Flaherty Clark and other SeaWorld witnesses also detailed the temporary suspension of water work and major safety reviews and refinements that followed the most serious incidents at SeaWorld in 1987, when trainer John Sillick was crushed and paralyzed by a jumping whale that landed on him, and the 2006 near drowning of Peters. “And after getting back in the water each time, there has been another incident or injury,” Black countered. “Yes,” Flaherty Clark conceded.
OSHA’s Safety Recommendations
OSHA is also required by law to demonstrate that the safety improvements, or mitigations, it recommends are feasible and will not unduly harm SeaWorld’s business.
OSHA didn’t spend a lot of time detailing what sorts of barriers or other safety modifications SeaWorld should design and implement. But OSHA did note that despite Brancheau’s death, the suspension of water work, and SeaWorld’s new restrictions on close contact with killer whales, SeaWorld’s orca shows have continued apace.
OSHA also argued that its citation of SeaWorld Florida’s killer whale practices only applies to performances, but Judge Welsch will have to decide whether it is feasible to apply safety restrictions to killer whale shows but not to similar training practices and to contact with the animals that occurs outside the performances.
SeaWorld’s legal team argued to Judge Welsch that OSHA had not done enough to demonstrate how mitigation would work and whether it would be feasible. SeaWorld’s lead lawyer, Carla Gunnin, also called SeaWorld vice president of veterinary services Chris Dold to the stand. Dold testified that had trainers been swimming routinely with a SeaWorld Florida killer whale called Kalina, who died suddenly last year, they might have determined that something was wrong before Kalina showed signs of serious illness.

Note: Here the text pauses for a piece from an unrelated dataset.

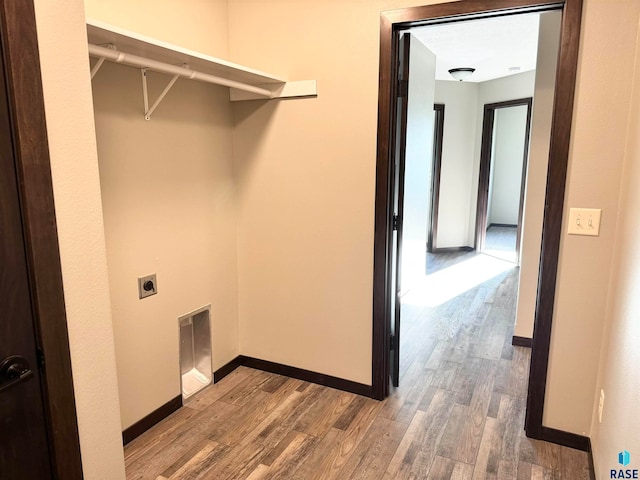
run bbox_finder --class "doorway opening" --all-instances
[372,0,581,441]
[476,97,533,264]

In addition, Dold testified that the greater the degree of trainer contact with the killer whales, the better SeaWorld’s ability to care for them. General surgery on a killer whale is not an option, he explained, “so if a killer whale has a problem, I need to know very, very early.”
On cross-examination, Black got Dold to concede that there are no animal-care procedures that require trainers to be in the water with the killer whales. And when asked if under SeaWorld’s current procedures, which include extracting blood samples from Tilikum while the vet is positioned behind a low wall, he was unable to take care of SeaWorld’s killer whales, Dold replied, “We can still exact care on these animals, whatever barriers are thrown up.” “SeaWorld is adequately caring for the whales to this day?” Black pressed. “Undoubtedly,” Dold answered.

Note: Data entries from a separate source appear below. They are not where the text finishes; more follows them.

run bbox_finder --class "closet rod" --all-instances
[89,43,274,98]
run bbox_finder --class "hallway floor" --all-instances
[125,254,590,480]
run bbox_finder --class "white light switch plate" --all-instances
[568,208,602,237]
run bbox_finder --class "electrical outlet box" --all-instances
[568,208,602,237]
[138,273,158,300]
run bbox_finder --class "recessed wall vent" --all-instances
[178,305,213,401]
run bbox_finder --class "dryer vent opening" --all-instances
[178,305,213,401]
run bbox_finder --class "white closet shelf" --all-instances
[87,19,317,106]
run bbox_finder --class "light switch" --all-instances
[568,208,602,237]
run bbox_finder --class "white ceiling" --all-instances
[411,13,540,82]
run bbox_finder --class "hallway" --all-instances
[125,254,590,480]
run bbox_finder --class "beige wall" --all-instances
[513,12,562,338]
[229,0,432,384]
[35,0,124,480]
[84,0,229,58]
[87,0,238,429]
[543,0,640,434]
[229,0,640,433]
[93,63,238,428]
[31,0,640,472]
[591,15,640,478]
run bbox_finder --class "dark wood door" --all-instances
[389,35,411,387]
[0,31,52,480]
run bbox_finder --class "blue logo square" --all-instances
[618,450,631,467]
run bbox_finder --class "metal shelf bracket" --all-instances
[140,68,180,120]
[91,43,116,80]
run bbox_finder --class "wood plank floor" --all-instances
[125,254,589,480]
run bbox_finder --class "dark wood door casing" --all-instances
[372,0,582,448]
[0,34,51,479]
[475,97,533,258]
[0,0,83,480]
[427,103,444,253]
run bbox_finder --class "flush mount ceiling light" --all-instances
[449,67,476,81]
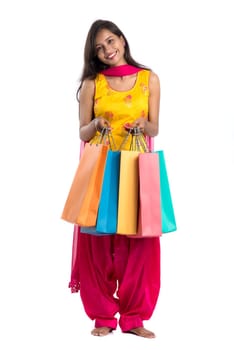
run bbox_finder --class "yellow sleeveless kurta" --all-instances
[94,70,150,149]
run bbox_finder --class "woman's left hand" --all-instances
[132,117,147,132]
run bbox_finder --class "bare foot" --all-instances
[91,327,112,337]
[128,327,156,339]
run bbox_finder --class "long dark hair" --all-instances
[76,19,149,100]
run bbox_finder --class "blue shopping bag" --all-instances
[156,151,177,233]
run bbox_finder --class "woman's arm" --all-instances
[79,80,109,141]
[135,72,160,137]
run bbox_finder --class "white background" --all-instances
[0,0,234,350]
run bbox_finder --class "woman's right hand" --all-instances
[94,117,111,132]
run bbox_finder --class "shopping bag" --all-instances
[96,150,120,233]
[117,150,140,235]
[61,143,108,226]
[156,150,177,233]
[81,150,120,235]
[137,153,162,237]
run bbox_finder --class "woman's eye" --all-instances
[96,46,102,53]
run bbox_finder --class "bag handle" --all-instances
[119,126,150,153]
[90,127,116,151]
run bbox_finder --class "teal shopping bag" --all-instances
[156,151,177,233]
[96,150,120,233]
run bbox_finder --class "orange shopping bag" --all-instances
[117,150,139,235]
[61,143,108,226]
[136,152,162,237]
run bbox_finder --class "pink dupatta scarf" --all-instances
[69,64,154,293]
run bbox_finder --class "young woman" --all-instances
[69,20,160,338]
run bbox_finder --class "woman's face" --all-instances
[95,29,126,67]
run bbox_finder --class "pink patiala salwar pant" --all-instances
[69,226,160,332]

Judge Welsch clearly showed he is focused on the question of how safety restrictions might affect SeaWorld as a business. “How important is the water work to SeaWorld Orlando in terms of the shows?” he asked SeaWorld’s Flaherty Clark. “I would say it is an important component of the shows,” she answered.
As soon as full transcripts of the hearing are completed, which could take more than a month, both OSHA and SeaWorld will have 45 days (more if they need it, Judge Welsch indicated) to summarize their arguments in briefs. Judge Welsch will then bury himself in a hearing record that runs to thousands of pages and issue a decision, likely sometime next Spring.
That decision won’t necessarily settle the matter. Both sides are likely to appeal further if they lose. So the case, which has the potential to redefine SeaWorld’s Shamu shows, could go on well into next year and beyond.